Looking back I should have swung, but we had spent damn near 100$ on a fucking turkey and I didn’t have bail money.  Instead, I fought my intrusive thoughts while staring at my husband who looked like a deer in headlights.  My husband’s parents could clearly read a room and the meal abruptly ended with them ushering themselves and his sister and her husband out the door.  


As the door clicked closed my husband, who still looked like a deer in headlights, apologized. When I finally put the fork I was holding down, torn between whether it was a victory or a failure that I didn’t let my intrusive thoughts win, I told him that she was not allowed back into our home.  

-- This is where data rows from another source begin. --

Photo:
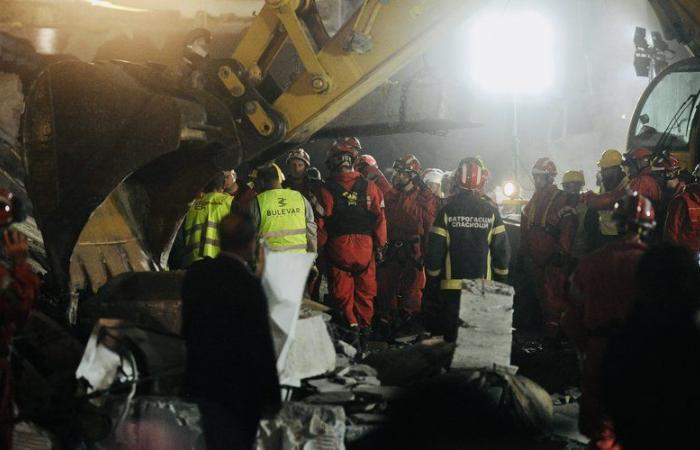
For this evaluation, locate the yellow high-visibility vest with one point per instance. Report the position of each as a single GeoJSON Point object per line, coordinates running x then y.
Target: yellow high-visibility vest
{"type": "Point", "coordinates": [283, 220]}
{"type": "Point", "coordinates": [201, 235]}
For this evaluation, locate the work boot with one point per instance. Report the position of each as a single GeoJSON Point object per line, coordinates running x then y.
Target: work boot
{"type": "Point", "coordinates": [363, 338]}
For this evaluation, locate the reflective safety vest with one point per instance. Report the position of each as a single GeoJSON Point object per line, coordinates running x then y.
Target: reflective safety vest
{"type": "Point", "coordinates": [283, 220]}
{"type": "Point", "coordinates": [201, 235]}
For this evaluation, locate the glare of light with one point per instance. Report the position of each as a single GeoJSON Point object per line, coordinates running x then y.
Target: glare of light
{"type": "Point", "coordinates": [510, 189]}
{"type": "Point", "coordinates": [110, 5]}
{"type": "Point", "coordinates": [512, 53]}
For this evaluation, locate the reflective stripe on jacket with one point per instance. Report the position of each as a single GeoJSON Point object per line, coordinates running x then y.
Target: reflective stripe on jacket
{"type": "Point", "coordinates": [283, 220]}
{"type": "Point", "coordinates": [201, 235]}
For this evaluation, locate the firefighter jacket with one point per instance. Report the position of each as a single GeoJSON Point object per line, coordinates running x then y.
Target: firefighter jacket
{"type": "Point", "coordinates": [409, 213]}
{"type": "Point", "coordinates": [606, 224]}
{"type": "Point", "coordinates": [547, 226]}
{"type": "Point", "coordinates": [353, 223]}
{"type": "Point", "coordinates": [311, 190]}
{"type": "Point", "coordinates": [467, 241]}
{"type": "Point", "coordinates": [683, 218]}
{"type": "Point", "coordinates": [644, 183]}
{"type": "Point", "coordinates": [285, 221]}
{"type": "Point", "coordinates": [201, 235]}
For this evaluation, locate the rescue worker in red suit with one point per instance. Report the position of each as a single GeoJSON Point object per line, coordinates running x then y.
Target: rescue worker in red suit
{"type": "Point", "coordinates": [638, 164]}
{"type": "Point", "coordinates": [683, 217]}
{"type": "Point", "coordinates": [666, 169]}
{"type": "Point", "coordinates": [410, 209]}
{"type": "Point", "coordinates": [17, 295]}
{"type": "Point", "coordinates": [600, 298]}
{"type": "Point", "coordinates": [352, 229]}
{"type": "Point", "coordinates": [548, 229]}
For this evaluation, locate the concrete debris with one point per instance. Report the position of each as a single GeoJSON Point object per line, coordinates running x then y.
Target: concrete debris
{"type": "Point", "coordinates": [407, 365]}
{"type": "Point", "coordinates": [311, 352]}
{"type": "Point", "coordinates": [159, 423]}
{"type": "Point", "coordinates": [301, 426]}
{"type": "Point", "coordinates": [27, 436]}
{"type": "Point", "coordinates": [346, 349]}
{"type": "Point", "coordinates": [487, 308]}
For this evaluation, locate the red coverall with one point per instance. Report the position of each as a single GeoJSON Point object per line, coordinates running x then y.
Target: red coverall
{"type": "Point", "coordinates": [409, 215]}
{"type": "Point", "coordinates": [600, 298]}
{"type": "Point", "coordinates": [16, 301]}
{"type": "Point", "coordinates": [350, 257]}
{"type": "Point", "coordinates": [547, 232]}
{"type": "Point", "coordinates": [643, 183]}
{"type": "Point", "coordinates": [683, 218]}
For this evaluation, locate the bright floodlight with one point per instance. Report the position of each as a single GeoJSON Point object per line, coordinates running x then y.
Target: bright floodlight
{"type": "Point", "coordinates": [512, 53]}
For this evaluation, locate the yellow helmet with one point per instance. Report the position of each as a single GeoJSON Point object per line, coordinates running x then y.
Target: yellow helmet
{"type": "Point", "coordinates": [610, 158]}
{"type": "Point", "coordinates": [573, 176]}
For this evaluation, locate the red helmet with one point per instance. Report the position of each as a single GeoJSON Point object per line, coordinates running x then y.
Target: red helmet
{"type": "Point", "coordinates": [544, 166]}
{"type": "Point", "coordinates": [348, 143]}
{"type": "Point", "coordinates": [299, 154]}
{"type": "Point", "coordinates": [363, 161]}
{"type": "Point", "coordinates": [471, 174]}
{"type": "Point", "coordinates": [666, 165]}
{"type": "Point", "coordinates": [10, 210]}
{"type": "Point", "coordinates": [341, 155]}
{"type": "Point", "coordinates": [636, 154]}
{"type": "Point", "coordinates": [407, 163]}
{"type": "Point", "coordinates": [636, 210]}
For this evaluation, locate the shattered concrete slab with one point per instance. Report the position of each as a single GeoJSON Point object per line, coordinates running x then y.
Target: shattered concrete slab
{"type": "Point", "coordinates": [486, 307]}
{"type": "Point", "coordinates": [301, 426]}
{"type": "Point", "coordinates": [311, 352]}
{"type": "Point", "coordinates": [410, 364]}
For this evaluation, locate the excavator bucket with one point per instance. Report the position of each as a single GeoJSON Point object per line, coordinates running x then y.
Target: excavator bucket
{"type": "Point", "coordinates": [114, 152]}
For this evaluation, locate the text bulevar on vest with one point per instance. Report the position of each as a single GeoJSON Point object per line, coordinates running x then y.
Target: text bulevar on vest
{"type": "Point", "coordinates": [283, 220]}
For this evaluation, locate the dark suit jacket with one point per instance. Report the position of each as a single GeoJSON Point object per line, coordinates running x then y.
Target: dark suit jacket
{"type": "Point", "coordinates": [225, 323]}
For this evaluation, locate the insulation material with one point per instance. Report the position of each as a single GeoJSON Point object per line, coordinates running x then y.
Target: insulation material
{"type": "Point", "coordinates": [485, 335]}
{"type": "Point", "coordinates": [311, 352]}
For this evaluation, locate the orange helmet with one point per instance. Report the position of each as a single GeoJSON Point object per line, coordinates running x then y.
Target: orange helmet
{"type": "Point", "coordinates": [544, 166]}
{"type": "Point", "coordinates": [342, 153]}
{"type": "Point", "coordinates": [407, 163]}
{"type": "Point", "coordinates": [348, 143]}
{"type": "Point", "coordinates": [471, 174]}
{"type": "Point", "coordinates": [635, 210]}
{"type": "Point", "coordinates": [364, 161]}
{"type": "Point", "coordinates": [299, 154]}
{"type": "Point", "coordinates": [666, 165]}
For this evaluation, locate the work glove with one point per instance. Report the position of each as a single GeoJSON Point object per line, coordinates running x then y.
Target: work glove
{"type": "Point", "coordinates": [16, 246]}
{"type": "Point", "coordinates": [380, 255]}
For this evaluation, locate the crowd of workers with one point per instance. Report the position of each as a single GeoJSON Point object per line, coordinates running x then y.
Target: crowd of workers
{"type": "Point", "coordinates": [394, 252]}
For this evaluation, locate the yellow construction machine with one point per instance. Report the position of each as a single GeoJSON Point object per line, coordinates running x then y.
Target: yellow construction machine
{"type": "Point", "coordinates": [115, 151]}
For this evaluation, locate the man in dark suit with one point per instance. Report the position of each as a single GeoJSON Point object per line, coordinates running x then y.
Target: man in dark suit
{"type": "Point", "coordinates": [230, 369]}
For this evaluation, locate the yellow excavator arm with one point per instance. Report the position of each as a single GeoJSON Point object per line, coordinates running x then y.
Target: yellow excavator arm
{"type": "Point", "coordinates": [115, 151]}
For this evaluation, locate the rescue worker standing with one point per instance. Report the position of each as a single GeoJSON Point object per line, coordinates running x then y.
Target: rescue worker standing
{"type": "Point", "coordinates": [17, 297]}
{"type": "Point", "coordinates": [410, 209]}
{"type": "Point", "coordinates": [283, 217]}
{"type": "Point", "coordinates": [666, 168]}
{"type": "Point", "coordinates": [547, 233]}
{"type": "Point", "coordinates": [298, 163]}
{"type": "Point", "coordinates": [683, 217]}
{"type": "Point", "coordinates": [200, 233]}
{"type": "Point", "coordinates": [600, 298]}
{"type": "Point", "coordinates": [614, 179]}
{"type": "Point", "coordinates": [352, 228]}
{"type": "Point", "coordinates": [467, 241]}
{"type": "Point", "coordinates": [572, 183]}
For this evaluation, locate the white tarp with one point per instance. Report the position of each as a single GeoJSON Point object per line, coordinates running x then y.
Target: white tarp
{"type": "Point", "coordinates": [486, 307]}
{"type": "Point", "coordinates": [283, 280]}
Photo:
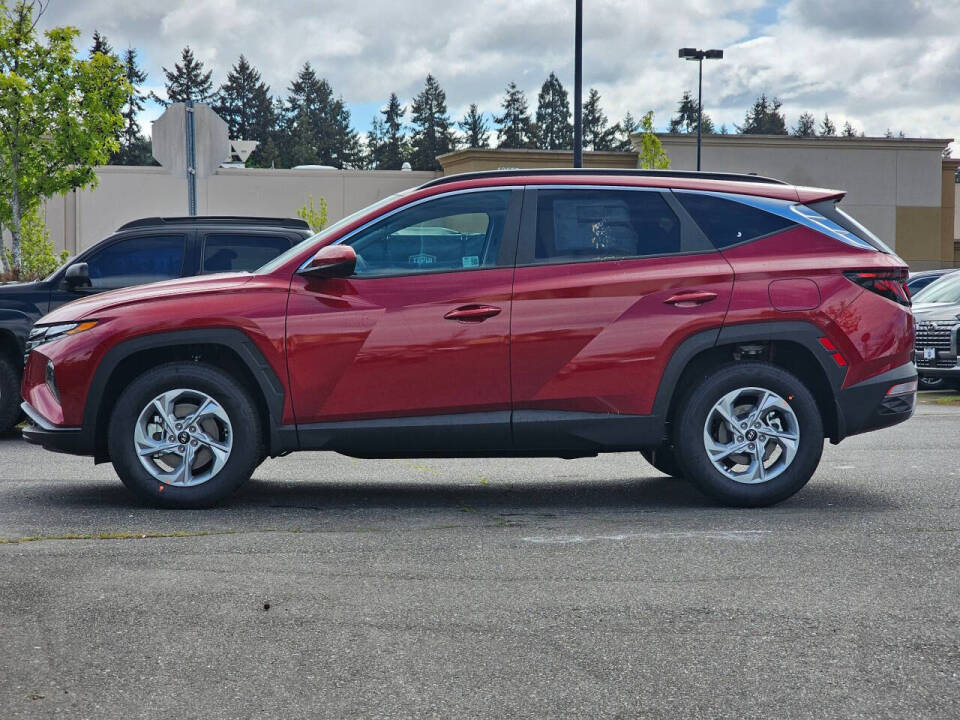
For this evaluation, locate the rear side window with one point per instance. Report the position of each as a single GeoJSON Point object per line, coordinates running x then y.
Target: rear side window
{"type": "Point", "coordinates": [584, 225]}
{"type": "Point", "coordinates": [728, 222]}
{"type": "Point", "coordinates": [240, 253]}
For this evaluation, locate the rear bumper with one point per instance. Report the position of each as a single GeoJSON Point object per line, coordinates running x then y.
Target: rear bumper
{"type": "Point", "coordinates": [866, 406]}
{"type": "Point", "coordinates": [59, 439]}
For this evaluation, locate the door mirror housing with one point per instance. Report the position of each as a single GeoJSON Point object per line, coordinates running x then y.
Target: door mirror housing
{"type": "Point", "coordinates": [77, 277]}
{"type": "Point", "coordinates": [332, 261]}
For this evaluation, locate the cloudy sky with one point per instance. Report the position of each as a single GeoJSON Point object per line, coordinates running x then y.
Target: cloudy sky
{"type": "Point", "coordinates": [877, 63]}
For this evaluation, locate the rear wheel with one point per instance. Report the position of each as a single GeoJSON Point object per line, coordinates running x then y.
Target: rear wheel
{"type": "Point", "coordinates": [750, 435]}
{"type": "Point", "coordinates": [185, 435]}
{"type": "Point", "coordinates": [9, 395]}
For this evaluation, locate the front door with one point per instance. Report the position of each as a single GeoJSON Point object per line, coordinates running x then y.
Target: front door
{"type": "Point", "coordinates": [421, 330]}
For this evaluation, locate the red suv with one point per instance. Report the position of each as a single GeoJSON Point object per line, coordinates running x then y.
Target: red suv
{"type": "Point", "coordinates": [722, 325]}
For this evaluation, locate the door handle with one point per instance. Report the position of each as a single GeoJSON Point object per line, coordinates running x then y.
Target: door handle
{"type": "Point", "coordinates": [473, 313]}
{"type": "Point", "coordinates": [691, 299]}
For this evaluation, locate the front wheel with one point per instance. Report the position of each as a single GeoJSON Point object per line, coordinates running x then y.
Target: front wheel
{"type": "Point", "coordinates": [749, 435]}
{"type": "Point", "coordinates": [185, 435]}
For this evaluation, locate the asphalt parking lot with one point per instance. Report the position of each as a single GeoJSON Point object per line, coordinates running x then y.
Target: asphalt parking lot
{"type": "Point", "coordinates": [495, 588]}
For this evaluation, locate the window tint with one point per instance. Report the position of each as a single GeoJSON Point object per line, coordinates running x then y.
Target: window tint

After that Thanksgiving, my husband wrote his sister a letter. He wanted to believe if she understood the issue she would do the right thing.  I knew then, what I think he knows now, that she was well aware of what she was doing and chose to do it anyways.  I told him when he mailed it that she would most likely cry and make herself the victim because the one thing white folks have in spades is consistent audacity.  True to form she did in fact cry and play the victim launching his parents into protector mode because the one thing white supremacy will do above all else is protect the feelings of “helpless” white women.  They insisted that she couldn’t be racist because she had taken an African studies course in college there was also that one Black guy she dated in school. So she obviously was not racist.  It was just a joke, I needed to lighten up.  


It was malicious. And no matter what sort of mental gymnastics you attempt to do you will never Simone Biles your way into making it anything other than a malicious act by a grown adult who still thinks it's acceptable to behave like a brat. 


In true WASP fashion, though, my husband grabbed onto the tiny thread his parents had offered him. “Maybe they’re right”, he looked pathetic when he said it.  I swear my level of self-control should earn me a goddamn trophy because I should have swung on him for even entertaining the thought.  Instead, I channeled my inner Michelle Obama and took the high road. I reiterated that a white woman taking an African studies course in college and blowing a Black guy in her youth does not trump over 30 years of lived experience and anyone with half a brain cell could see how that “joke” was racist as fuck.  


You don’t need a PhD in African studies to see the racism, you just need a fucking heart. 


That Thanksgiving tore an even deeper chasm in the fabric of our relationship and we’ve never fully recovered from the behavior exhibited by his family and ex-friends during those first few years of our marriage. The reality is we probably never will and we both have to make peace with the impact that has on us as people and a couple.  There will always be a chasm, how or if it's crossed is still being determined but what I do know for sure is…


I should have fucking swung.


Don't be like me, folks. This Thanksgiving, swing on them fuckers!